Israel was accused, by feminist organizations, of a “sterilization policy” aimed towards Ethiopian Jews, whereby Ethiopian women were given the contraceptive shot without full explanation of its effects; some felt they would be denied entry unless they received the contraceptive.
Thirty per cent of the Provera shots were administered to Ethiopian women, who only make up one per cent of the population, stated Dr. Yifat Bitton, a member of the Israeli Anti-Discrimination Legal Center.
Such tragedies are examples that highlights the disconnect that exist in terms of understanding barriers Ethiopian Jews face.
Since then the Israeli government has acknowledged the concerns, has launched investigations and has instructed gynecologists to only administer Depo-Provera after the patient has fully understood the purpose and effects of the medicine.
Amidst such struggles, there seems to be a glimmer of hope among the Ethiopian Jewish community. This glimmer of hope is rooted within the younger generation.

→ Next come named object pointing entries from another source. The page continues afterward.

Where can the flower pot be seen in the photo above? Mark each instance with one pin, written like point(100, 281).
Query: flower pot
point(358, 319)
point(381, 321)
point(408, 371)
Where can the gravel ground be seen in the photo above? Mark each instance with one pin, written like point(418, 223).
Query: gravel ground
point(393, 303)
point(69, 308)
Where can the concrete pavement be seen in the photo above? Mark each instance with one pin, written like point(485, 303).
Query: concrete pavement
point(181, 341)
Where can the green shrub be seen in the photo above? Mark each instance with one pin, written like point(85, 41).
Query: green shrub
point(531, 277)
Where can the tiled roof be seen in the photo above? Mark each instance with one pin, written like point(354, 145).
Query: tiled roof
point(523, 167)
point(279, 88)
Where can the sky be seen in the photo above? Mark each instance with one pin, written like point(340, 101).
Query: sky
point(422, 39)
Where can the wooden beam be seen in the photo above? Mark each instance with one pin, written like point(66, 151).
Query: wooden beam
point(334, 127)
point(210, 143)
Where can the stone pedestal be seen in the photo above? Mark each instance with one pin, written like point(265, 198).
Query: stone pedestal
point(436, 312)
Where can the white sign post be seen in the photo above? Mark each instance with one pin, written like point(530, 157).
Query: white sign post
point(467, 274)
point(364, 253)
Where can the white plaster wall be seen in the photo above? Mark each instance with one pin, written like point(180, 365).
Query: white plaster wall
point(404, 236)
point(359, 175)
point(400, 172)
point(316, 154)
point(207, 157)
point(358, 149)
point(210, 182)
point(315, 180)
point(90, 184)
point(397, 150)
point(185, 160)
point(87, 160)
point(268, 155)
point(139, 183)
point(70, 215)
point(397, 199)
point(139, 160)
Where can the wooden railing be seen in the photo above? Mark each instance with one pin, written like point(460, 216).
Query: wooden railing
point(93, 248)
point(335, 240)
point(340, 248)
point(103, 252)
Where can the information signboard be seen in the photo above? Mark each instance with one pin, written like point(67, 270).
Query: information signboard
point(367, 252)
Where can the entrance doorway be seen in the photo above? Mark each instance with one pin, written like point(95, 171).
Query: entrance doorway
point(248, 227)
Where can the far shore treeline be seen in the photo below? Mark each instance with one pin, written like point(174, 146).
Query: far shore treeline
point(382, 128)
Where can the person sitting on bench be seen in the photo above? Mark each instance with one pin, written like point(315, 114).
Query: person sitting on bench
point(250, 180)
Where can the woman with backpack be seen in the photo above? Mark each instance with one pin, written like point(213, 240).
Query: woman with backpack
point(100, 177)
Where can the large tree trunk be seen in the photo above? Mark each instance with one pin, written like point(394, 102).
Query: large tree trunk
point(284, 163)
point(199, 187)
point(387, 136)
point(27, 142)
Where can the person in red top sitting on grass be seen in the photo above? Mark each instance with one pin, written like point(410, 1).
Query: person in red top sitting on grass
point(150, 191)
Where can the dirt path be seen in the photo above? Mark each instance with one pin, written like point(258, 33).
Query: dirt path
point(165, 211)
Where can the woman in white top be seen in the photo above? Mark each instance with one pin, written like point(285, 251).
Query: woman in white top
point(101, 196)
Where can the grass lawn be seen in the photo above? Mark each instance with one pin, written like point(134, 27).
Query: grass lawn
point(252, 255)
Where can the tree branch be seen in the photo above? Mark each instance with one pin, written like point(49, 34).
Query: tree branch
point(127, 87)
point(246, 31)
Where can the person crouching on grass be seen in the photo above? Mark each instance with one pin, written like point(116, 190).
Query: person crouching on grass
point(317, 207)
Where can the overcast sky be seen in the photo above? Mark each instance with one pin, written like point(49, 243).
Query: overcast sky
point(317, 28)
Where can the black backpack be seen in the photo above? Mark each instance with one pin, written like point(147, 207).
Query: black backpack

“The generations are different in dealing with problems,” Sium said.
“The old generation is quiet. We have witnessed many demonstrations, but saw hardly any older people there. It is the young people who move things forward today. The elders understand that our situation is changing.”
Change has come sooner than many expected as Israeli government officials have called for mutual coexistence.
“We, the state of Israel, should say thank you to immigrants from Ethiopia, and not vice-versa,” Israeli President Shimon Peres said after the protests in Kiryat Malakhi.
“In the meantime, activists say they will continue resisting what they see as racism.”
“Right now, groups of activists are sitting together to see what we can do to fight the current situation,” Yalou, a member of the independent IAEJ said.
“Further protests are in the process of being planned… We hope to make changes,” added Yalou.